Jordan and Mbeki clashed most decisively in 1994 and 1995, when Mbeki sought a guaranteed slot on South African TV to put forward the views of the ANC and extol its accomplishments. Jordan opposed anything that smacked of government interference with a free press and media.
In the Cabinet reshuffle, Trevor Manuel, minister of trade and industry, becomes minister of finance. Mr. Manuel is a technocrat with limited political following. He replaces Chris Liebenberg, an independent white banker, who resigned when it was clear that the finance ministry was becoming politicized.
Manuel's approach to managing the South African economy should prove little different than that of Mr. Liebenberg. Both are market-oriented. Both sought a more open trading regime, and Manuel promoted the lowering of South Africa's high tariff barriers against its poorer neighbors, like Zimbabwe.
The South African corporate community nevertheless favored the promotion of Alec Erwin, former Communist trade unionist and deputy minister of finance, to Liebenberg's post. Instead, he was given Manuel's old trade and industry position, presumably to strengthen Mbeki's own control over the government and the key economy ministry.
Mr. Erwin had impressed businesspeople and the international finance community with his keen awareness of South Africa's urgent need for job growth. (More than 40 percent of all South Africans are unemployed.) Despite his background, he favored market competition and an end to state intervention.
The sharpest words in Mandela's announcement of the reshuffle were reserved for the much trumpeted Reconstruction and Development Program (RDP). He acknowledged the failure to date of that initiative, directed by Minister without Portfolio Jay Naidoo. Too few houses have been built (the target is 1 million in 10 years), too few schools constructed and equipped, and too few jobs created. (In fact, there appears to have been a net job loss in the past year.) Mandela moved Mr. Naidoo, nevertheless, into Jordan's post.

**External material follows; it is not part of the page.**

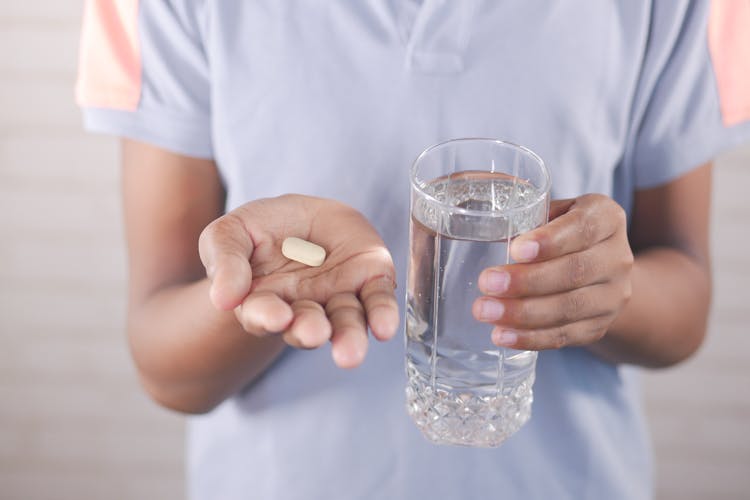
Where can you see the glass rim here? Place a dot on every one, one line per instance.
(544, 189)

The RDP office and team, however, were retained, but under Mbeki. They will be linked more closely with Mbeki's own economic advisers. The deputy president, both through the RDP office and through his relationship with the new minister of finance, will have a commanding role in promoting economic change and delivering results popular with the public.

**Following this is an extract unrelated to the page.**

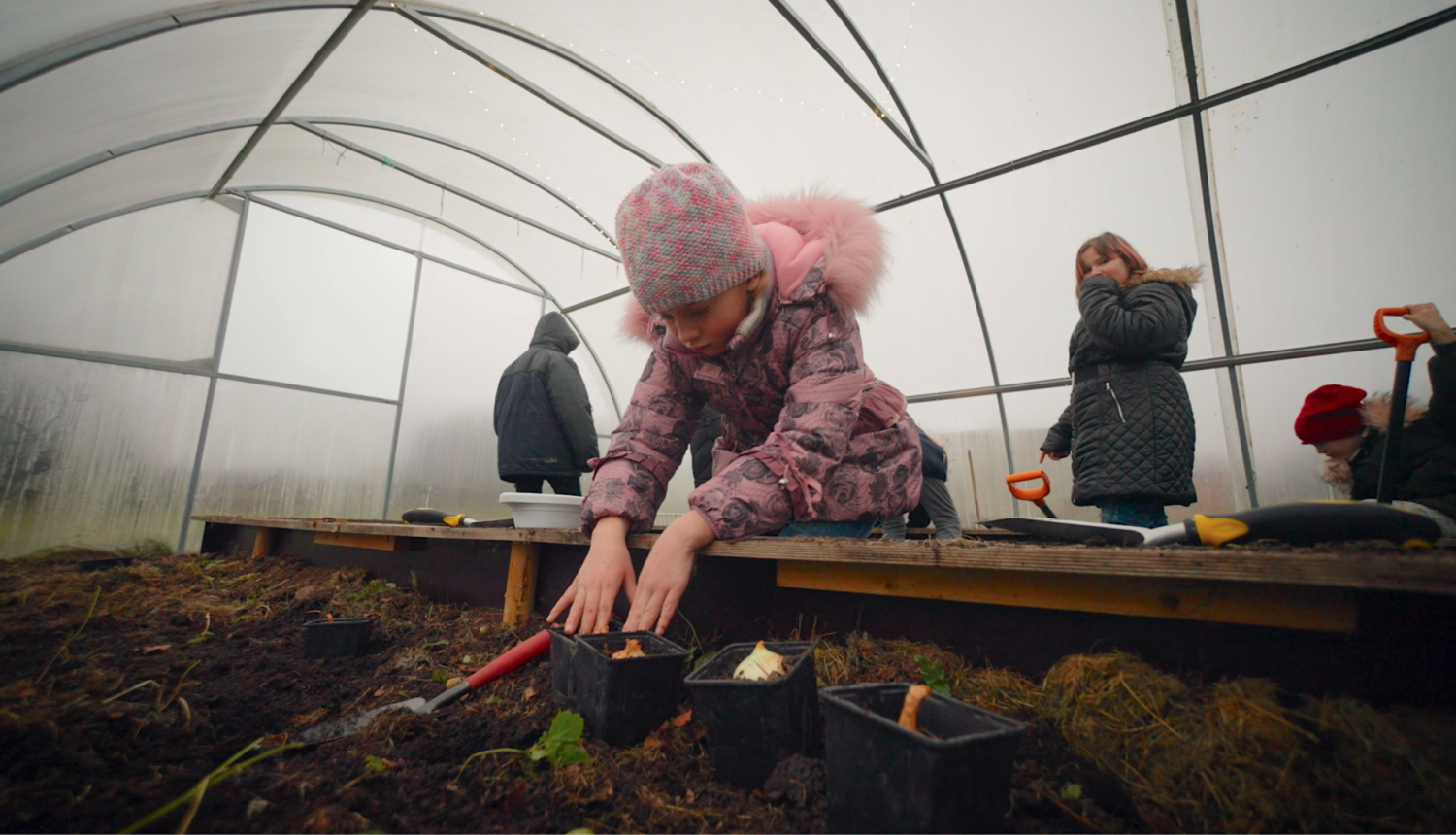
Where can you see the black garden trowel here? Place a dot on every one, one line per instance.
(1299, 523)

Mandela's reshuffle served Mbeki's political interests, and focused the succession race in a manner that Mandela has favored from the beginning of black rule. By sacking Jordan unceremoniously, and thus departing unexpectedly from his usual support of old colleagues, the president also showed that he can be tough and decisive. He put other members of the Cabinet on notice that too much outspoken disagreement with the head man was dangerous. Mbeki may want that precedent to survive into his own presidency.